Housing benefits – helping the poor or the rich?

What would people do if the politics was really boring? Maybe something useful. Like playing rugby, sailing, or farming (New Zealand has an exceedingly boring politics).

No such luck here in the UK. About a month ago, one of the hot themes was Coalition government cutting the housing allowances. That is, some people get a benefit from state to support them in the place they rent. This is going to be (if Dave Cameron has his way) cut down to max 400 per week (for five bed house). The new maximum for 2 bed – 290 per week doesn’t get you much in London.

On one hand we have here our Daily Mail readers, brandishing the examples of unemployed who live in 2,000 per week Kensington flats, courtesy of hard pressed UK taxpayers.

On the other hand, we have a variety of people, including the inestimable Boris Johnson, who suspect that what Dave would really like to do is to give Daily Mail readers Kalashnikovs, send them for quick field trip to Kosovo to learn about ethnic cleansing and then let them check Kensington flats for any unemployed on housing benefits.

As per usual, both sides are a bit right, and use it to push their entirely wrong agendas.

For a start, we can say that there are few groups of people here. First, we have genuine social cases, such as a pensioner with no family living in an area that got (recently, from his/her perspective) gentrified. Or people who have a temporary problem and HA just lets them bridge it. I think most people would have no problems to pay them a bit more in cases like these. The term is limited, and we think they “deserve” the help.

On the other extreme are another group who are “structurally” unemployed. Not employed, and have not much interest in being employed. As for myself, I struggle to find a good reason why, if we are going to support them, we should support them in London as opposed to say Orkneys.

In between is probably a very large group that can’t make ends meet with their (low) income and (very high) housing/living costs in London. As usual, I have an Unreasonable Response to their situation.

That is, the housing benefit is actually hurting them. Why? Well, think about it. You can’t make the ends meet, because you are paid the minimal wage, so you get extra money from the government.

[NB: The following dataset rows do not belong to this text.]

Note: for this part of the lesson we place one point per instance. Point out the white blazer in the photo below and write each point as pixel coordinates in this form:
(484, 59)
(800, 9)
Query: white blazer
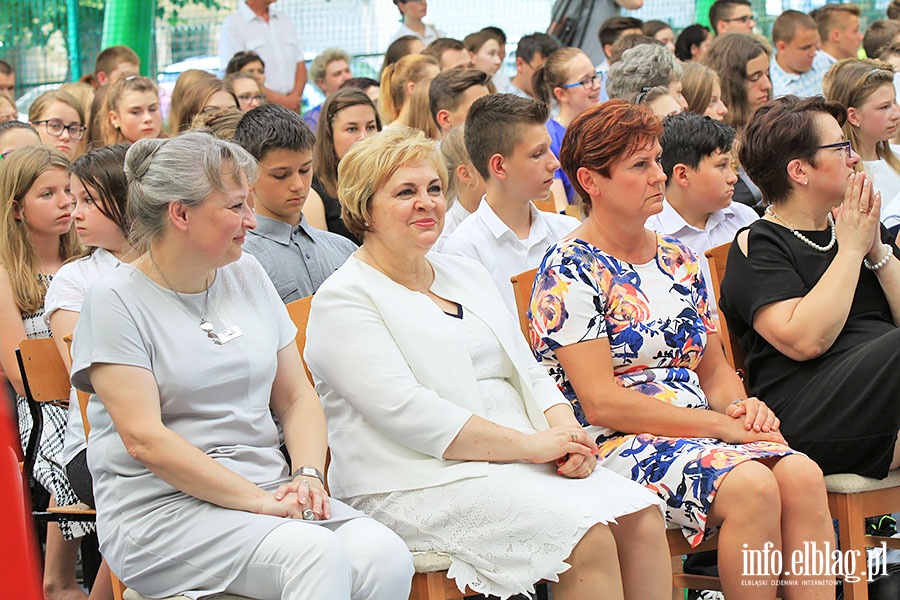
(396, 379)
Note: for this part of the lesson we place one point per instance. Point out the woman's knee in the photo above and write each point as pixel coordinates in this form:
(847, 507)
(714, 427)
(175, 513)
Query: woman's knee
(643, 526)
(800, 480)
(749, 491)
(381, 563)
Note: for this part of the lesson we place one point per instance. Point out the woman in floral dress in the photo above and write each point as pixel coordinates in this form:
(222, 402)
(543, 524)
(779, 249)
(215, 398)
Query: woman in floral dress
(620, 318)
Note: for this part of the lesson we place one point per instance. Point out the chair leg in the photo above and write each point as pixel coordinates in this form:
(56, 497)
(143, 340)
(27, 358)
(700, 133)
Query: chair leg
(118, 587)
(852, 529)
(433, 586)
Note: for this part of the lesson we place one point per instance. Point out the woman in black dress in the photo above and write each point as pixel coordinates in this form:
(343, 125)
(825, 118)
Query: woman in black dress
(812, 291)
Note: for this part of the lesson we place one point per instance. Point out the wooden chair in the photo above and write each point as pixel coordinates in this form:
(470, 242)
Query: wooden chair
(678, 546)
(851, 498)
(45, 380)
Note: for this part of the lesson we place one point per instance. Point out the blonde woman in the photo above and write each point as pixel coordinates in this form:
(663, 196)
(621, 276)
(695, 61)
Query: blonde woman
(398, 81)
(36, 238)
(866, 89)
(196, 92)
(58, 118)
(702, 91)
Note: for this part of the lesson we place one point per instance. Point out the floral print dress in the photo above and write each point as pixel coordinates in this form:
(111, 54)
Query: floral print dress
(656, 317)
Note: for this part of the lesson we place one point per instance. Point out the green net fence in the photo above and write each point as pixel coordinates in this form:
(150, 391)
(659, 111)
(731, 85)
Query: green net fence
(53, 41)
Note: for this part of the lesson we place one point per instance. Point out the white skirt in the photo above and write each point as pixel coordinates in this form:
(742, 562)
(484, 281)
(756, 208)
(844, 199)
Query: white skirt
(511, 529)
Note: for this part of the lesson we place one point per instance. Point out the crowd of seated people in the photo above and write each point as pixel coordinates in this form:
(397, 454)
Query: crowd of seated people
(167, 239)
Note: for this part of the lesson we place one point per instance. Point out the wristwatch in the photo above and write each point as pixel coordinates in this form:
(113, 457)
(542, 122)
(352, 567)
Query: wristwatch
(309, 472)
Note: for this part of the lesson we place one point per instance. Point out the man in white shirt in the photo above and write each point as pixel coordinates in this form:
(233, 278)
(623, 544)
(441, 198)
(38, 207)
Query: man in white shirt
(271, 34)
(797, 68)
(696, 158)
(509, 146)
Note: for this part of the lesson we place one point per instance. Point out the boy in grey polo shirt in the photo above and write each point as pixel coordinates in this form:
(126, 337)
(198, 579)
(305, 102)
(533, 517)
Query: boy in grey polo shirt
(296, 256)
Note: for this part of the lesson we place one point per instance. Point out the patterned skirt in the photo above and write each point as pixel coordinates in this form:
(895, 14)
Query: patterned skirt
(47, 468)
(684, 472)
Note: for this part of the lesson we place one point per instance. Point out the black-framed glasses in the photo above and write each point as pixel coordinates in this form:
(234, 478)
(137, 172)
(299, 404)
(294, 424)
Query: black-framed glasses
(251, 97)
(743, 19)
(591, 81)
(845, 146)
(642, 94)
(55, 127)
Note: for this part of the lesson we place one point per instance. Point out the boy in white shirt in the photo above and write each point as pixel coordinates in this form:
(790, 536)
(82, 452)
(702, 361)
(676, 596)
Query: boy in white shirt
(508, 144)
(696, 158)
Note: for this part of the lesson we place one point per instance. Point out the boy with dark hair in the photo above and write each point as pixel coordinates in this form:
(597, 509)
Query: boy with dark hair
(114, 63)
(731, 16)
(296, 256)
(838, 30)
(531, 54)
(696, 158)
(449, 52)
(452, 93)
(798, 67)
(509, 145)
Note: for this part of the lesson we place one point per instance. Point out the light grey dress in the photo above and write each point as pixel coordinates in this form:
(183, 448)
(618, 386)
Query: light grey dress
(156, 538)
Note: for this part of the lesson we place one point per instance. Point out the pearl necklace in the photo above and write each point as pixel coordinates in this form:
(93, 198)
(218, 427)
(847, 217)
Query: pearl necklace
(803, 238)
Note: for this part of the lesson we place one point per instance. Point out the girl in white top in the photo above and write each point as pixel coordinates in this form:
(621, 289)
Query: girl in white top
(866, 88)
(411, 14)
(35, 240)
(97, 184)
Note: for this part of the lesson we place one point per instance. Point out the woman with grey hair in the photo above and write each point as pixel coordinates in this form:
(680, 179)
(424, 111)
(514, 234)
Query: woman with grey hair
(642, 68)
(188, 352)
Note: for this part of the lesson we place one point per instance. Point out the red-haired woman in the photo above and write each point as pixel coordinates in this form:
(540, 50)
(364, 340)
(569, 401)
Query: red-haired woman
(620, 317)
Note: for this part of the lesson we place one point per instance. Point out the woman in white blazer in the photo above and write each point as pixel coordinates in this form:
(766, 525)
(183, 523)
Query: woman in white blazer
(441, 423)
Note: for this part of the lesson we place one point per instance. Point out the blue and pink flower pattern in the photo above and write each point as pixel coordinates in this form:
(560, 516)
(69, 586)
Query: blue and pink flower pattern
(656, 319)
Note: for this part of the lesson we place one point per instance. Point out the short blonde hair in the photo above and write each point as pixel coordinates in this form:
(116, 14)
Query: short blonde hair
(372, 161)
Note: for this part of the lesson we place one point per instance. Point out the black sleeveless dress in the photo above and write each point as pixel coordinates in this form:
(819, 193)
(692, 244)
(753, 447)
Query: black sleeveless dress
(843, 408)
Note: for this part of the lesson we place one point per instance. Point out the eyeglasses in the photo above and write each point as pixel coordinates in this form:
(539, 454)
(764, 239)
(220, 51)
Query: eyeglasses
(588, 82)
(55, 127)
(744, 19)
(251, 97)
(845, 146)
(642, 94)
(758, 75)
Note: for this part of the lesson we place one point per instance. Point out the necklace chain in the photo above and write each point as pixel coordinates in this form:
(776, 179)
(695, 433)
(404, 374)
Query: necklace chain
(205, 325)
(802, 237)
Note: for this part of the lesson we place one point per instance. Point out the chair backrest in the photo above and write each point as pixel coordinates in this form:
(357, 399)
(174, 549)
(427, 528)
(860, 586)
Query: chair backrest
(717, 258)
(522, 284)
(299, 312)
(45, 379)
(83, 397)
(44, 374)
(547, 205)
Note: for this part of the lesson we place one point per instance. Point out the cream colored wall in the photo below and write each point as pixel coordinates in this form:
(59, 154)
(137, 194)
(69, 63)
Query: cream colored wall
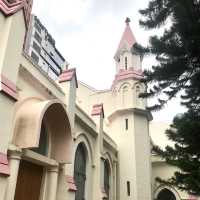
(126, 160)
(142, 157)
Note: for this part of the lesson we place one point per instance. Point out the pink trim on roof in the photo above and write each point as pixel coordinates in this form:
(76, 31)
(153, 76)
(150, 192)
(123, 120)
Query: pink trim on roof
(10, 8)
(127, 37)
(4, 168)
(71, 184)
(97, 109)
(67, 75)
(128, 74)
(8, 87)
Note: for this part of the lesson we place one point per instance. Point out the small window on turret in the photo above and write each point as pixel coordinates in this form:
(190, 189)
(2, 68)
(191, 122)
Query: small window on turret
(126, 63)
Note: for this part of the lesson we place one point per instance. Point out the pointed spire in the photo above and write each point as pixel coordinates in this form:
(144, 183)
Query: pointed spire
(127, 37)
(127, 21)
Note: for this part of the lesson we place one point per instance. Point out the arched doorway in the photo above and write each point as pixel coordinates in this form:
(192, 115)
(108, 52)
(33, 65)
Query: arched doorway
(80, 172)
(107, 178)
(43, 132)
(166, 194)
(30, 175)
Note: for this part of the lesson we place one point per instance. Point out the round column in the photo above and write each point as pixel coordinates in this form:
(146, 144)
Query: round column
(52, 183)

Now think, what would happen if they left London?

There are two possible scenarios.

One, their job is actually needed! The fat-cat Londeners would find out that their minimum-wage (or even less) cleaner/nanny/whatever is suddenly not there! Well, maybe if they want to continue using them, they have to pay them well enough to be able to live in London? You don’t pay, you don’t get. At the moment, you can think of the housing benefit to working families as a subsidy so that rich Londoners can have cheap cleaning.

Or, their job is not needed – in London. Chances are, that the job is needed somewhere else – and almost by definition, if you are on a minimum wage, your money will got further anywhere outside London (there not being many more expensive places in the UK). So you will be – at least financially – better off.

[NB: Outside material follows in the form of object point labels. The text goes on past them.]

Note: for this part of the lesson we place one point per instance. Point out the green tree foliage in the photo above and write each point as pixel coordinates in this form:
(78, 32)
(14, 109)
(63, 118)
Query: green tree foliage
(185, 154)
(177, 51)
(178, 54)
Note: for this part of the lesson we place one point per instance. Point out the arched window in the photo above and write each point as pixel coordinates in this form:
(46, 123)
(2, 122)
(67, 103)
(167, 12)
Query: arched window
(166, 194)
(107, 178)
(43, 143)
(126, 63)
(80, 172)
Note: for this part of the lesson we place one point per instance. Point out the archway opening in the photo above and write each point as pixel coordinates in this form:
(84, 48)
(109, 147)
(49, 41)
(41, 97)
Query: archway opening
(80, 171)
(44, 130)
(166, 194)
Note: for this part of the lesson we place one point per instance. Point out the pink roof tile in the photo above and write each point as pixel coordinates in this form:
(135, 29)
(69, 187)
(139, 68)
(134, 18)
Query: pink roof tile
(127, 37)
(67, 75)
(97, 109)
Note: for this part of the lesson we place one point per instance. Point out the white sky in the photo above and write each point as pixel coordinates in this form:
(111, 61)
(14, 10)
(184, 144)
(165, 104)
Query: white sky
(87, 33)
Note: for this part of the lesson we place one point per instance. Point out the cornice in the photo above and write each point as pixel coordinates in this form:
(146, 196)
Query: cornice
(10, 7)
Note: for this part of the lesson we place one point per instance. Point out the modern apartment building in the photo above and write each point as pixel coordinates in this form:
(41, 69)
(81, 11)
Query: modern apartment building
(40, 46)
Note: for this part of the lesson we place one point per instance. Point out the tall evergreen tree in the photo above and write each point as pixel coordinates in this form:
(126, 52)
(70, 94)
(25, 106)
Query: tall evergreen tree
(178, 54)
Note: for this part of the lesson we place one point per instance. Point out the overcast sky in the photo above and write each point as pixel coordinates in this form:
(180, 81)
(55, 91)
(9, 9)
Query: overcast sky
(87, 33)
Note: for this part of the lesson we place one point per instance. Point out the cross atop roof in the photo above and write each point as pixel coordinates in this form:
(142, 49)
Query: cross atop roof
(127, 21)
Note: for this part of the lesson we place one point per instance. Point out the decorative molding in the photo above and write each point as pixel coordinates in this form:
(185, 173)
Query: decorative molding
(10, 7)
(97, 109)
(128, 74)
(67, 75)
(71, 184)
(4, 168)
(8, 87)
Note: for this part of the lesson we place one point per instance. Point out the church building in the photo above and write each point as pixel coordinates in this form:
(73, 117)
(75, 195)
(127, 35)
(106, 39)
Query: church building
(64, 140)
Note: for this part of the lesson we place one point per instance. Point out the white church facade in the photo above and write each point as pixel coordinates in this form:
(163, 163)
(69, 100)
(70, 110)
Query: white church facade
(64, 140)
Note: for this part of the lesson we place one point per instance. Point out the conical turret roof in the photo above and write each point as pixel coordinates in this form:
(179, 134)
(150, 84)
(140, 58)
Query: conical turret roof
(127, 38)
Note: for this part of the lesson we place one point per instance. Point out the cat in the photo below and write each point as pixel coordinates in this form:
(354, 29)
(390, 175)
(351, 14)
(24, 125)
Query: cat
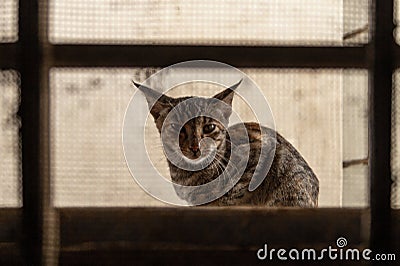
(290, 182)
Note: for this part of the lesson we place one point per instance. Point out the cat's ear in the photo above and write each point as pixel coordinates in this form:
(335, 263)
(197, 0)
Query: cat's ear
(227, 95)
(156, 100)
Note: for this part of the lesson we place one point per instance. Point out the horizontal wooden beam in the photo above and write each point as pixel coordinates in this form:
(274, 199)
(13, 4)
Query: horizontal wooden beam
(238, 56)
(228, 228)
(182, 236)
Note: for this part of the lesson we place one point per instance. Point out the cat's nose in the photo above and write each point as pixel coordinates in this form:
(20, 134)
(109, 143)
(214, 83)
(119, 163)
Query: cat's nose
(194, 148)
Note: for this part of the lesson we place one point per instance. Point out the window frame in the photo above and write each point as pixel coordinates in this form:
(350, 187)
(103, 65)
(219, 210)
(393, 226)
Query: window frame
(37, 223)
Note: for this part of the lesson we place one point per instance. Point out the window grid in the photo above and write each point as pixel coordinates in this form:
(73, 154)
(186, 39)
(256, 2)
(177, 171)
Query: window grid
(361, 58)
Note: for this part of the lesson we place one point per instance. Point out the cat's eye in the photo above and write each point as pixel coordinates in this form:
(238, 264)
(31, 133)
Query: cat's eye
(208, 128)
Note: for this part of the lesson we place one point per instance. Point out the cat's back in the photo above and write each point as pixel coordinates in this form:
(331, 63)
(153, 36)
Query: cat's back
(290, 180)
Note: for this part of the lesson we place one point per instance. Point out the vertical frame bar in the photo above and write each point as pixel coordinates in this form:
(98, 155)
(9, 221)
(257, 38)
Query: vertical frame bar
(380, 123)
(29, 67)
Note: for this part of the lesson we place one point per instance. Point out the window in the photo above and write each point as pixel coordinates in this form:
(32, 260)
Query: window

But that is not the only benefit. The flat you had can now be rented by someone who is not subsidized, which by definition means they have higher salary. Before they could not work in London (by definition – you paid market rents, which means someone else was after your flat). Chances are that they had lower salary before they moved to London – moving to London just to be able to spend more is a bit perverse, unless you are a Russian oligarch.

So, you’re at least no worse off (financially), possibly better off. Someone else is better off, and, importantly, they pay HIGHER taxes (higher salary = higher taxes).

In one go,:
– you have more money to spend (or better place/less commute/etc for the same money)
– government saved money by spending less on the housing benefit
– got more money in taxes (which can be used to say improve your lot again).

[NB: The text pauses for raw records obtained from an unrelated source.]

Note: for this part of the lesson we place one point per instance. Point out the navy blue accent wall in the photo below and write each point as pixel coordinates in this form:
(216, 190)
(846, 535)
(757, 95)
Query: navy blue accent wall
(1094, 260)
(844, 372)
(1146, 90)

Q.E.D. In either case, people on housing benefits are better off (or at least no worse off) than before, even without housing benefit.

Instead, we make it so that their wages don’t go up to a decent living standard, and tie them down to the life of living from hand to mouth.

Of course, the above does not take into account things like “I used to live here, it’s what I know, I want to live here”. True. But people who don’t get housing benefit have the same problem – and does anyone look after them?
Is it fair that a family with a marginally higher income, that doesn’t qualify them for HA, has to move from an area where they lived for years in search of jobs, but their single neighbor, who’s poorer, doesn’t have to?